HDTV accomplishes this task by transmitting an electronic signal stored within a binary sequence rather than through a signal that is continually varying. HDTV sets are therefore able to display high definition television images at full resolution, something that current analog sets cannot accomplish. Analog television sets work by what amounts to generating a set of lines that run down the length of the screen, and the resolution suffers due to signal degradation during the transmission process. Digital television sets offer a higher quality image because their signals suffer no such signal degradation. The number of channels carried by an analog signal is only one per coaxial, while digital signals are capable of carrying an infinite number of channels. Equally important is that an analog signal’s quality can be literally all over the place from unwatchable to fairly decent. Digital transmission, on the other hand, reaches the quality of equitable to a DVD. This is because HDTV offers 1080 scan lines which is more than double the number of analog screens, resulting in a greater ratio of width to height; HDTV presents an aspect ratio almost four times the size of analog.
HDTV offers the promise of making the act of looking at a TV more beautiful, but how will networks utilize the technology? The real future of television is what people will be able to do with those signals. Much like the word plastics was the single piece of advice given to Dustin Hoffman in The Graduate, the one word that might be whispered around an upper middle class swimming pool to today’s college graduates thinking of a career in television is interactivity. At all levels of the television industry, people are working hard to make the experience of watching television in the future more like the experience of surfing the internet. Interactive television offers a great deal of intriguing potentialities, and with those potentialities comes the possibility of lurking dangers. One of the biggest concerns about interactive television is the effect it will have upon the creative process. There already exists technology intent on replacing long commercial breaks with advertising that is seamlessly integrated into the program itself. For instance, while watching your favorite drama or sitcom in the future, you might very well expect to witness far more scenes where the characters are watching TV or sitting at a computer surfing the internet than you are used to.

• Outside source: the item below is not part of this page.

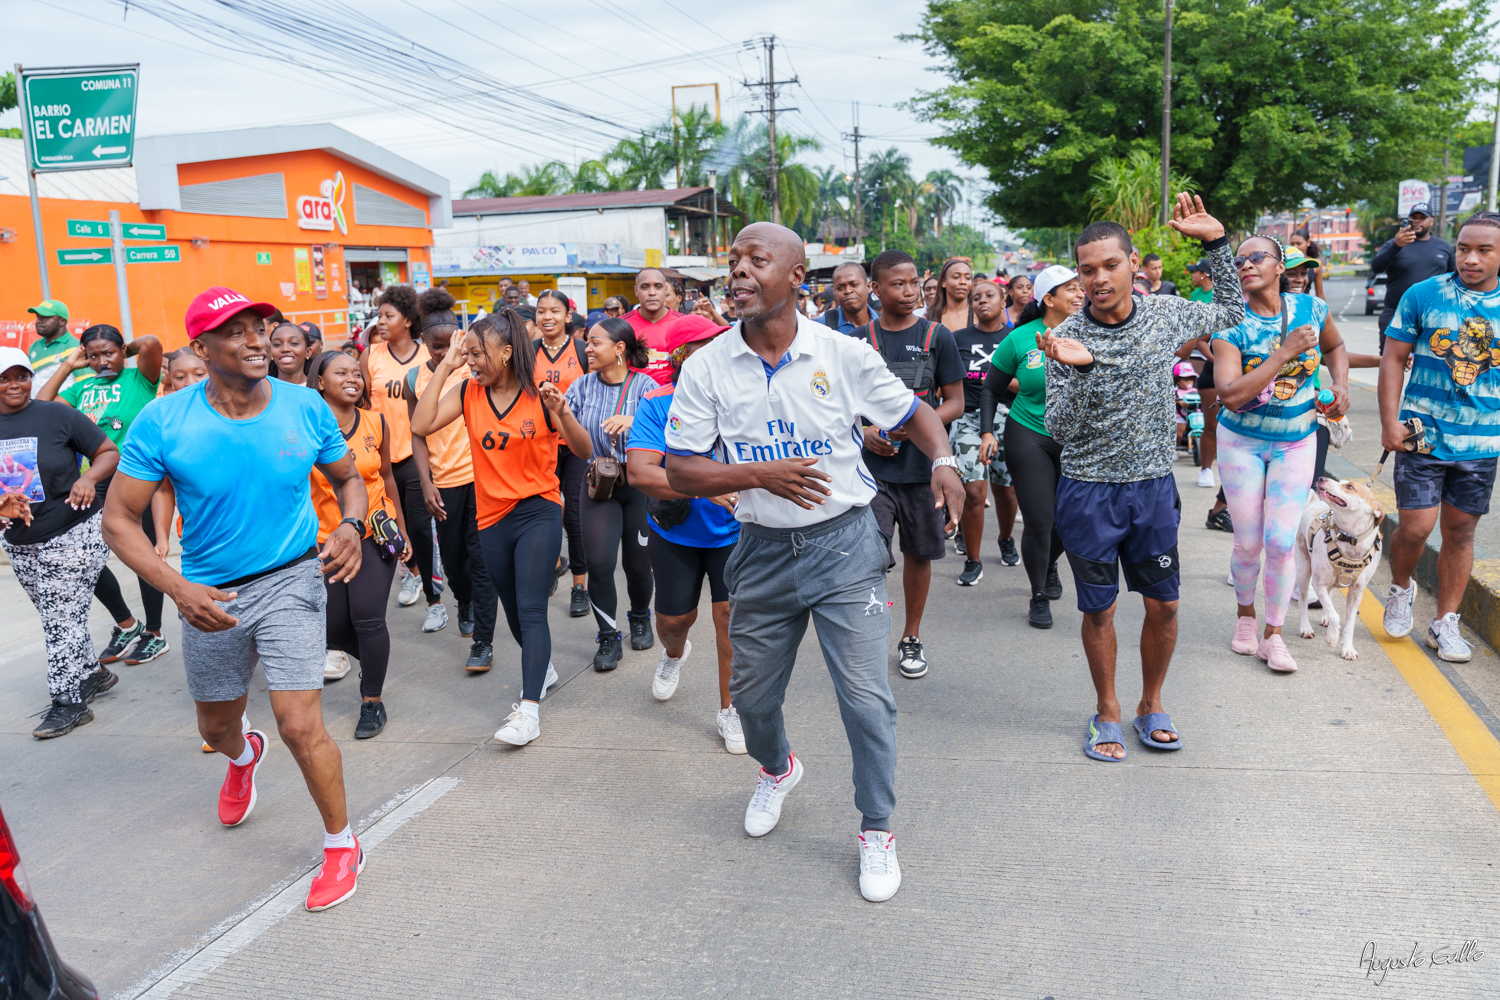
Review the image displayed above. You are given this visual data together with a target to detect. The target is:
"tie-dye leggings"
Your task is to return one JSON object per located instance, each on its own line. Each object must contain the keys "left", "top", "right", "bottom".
{"left": 1216, "top": 423, "right": 1316, "bottom": 627}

Why? Because on the television set or the computer screen there will appear a commercial. It is even likely that the dialogue being spoken by the characters will be in reference to the product being advertised.
How the concept of interactivity comes into play will be a direct result of the influx of digital video recording devices like TiVo that let users snip out commercial breaks before watching their show. The reduction of the effect that standard commercials have on sponsor profits have already resulted in a mad scramble to develop new ways to increase consumer awareness of products and services that can’t be deleted, or even ignored by taking a bathroom break since to do so would result in missing what’s happening in the story. The most futuristic, Jetsons-like idea for accomplishing this is the creation of interactive software in which a viewer can actually pause the live transmission a show and use the TV’s remote control like a computer mouse to click on something like the shirt or shoes that character is wearing. The viewer will be able to literally change the color of the clothing the actor is wearing and even make some basic stylistic changes before choosing the proper size and then buy it directly from the TV. Or, let’s say that a character has a sofa you like. Or a painting hanging on the wall. Or kitchen equipment and appliances. The same principle applies. The technology won’t stop there, however, it will be expanded to include the purchase of things that aren’t even physically part of the show. For instance, let’s say you are watching a show and a character mentions his favorite book. You will be able to pause the show, bring up the script and highlight the name of the book which will take you to a place like Amazon.com where you can buy a copy.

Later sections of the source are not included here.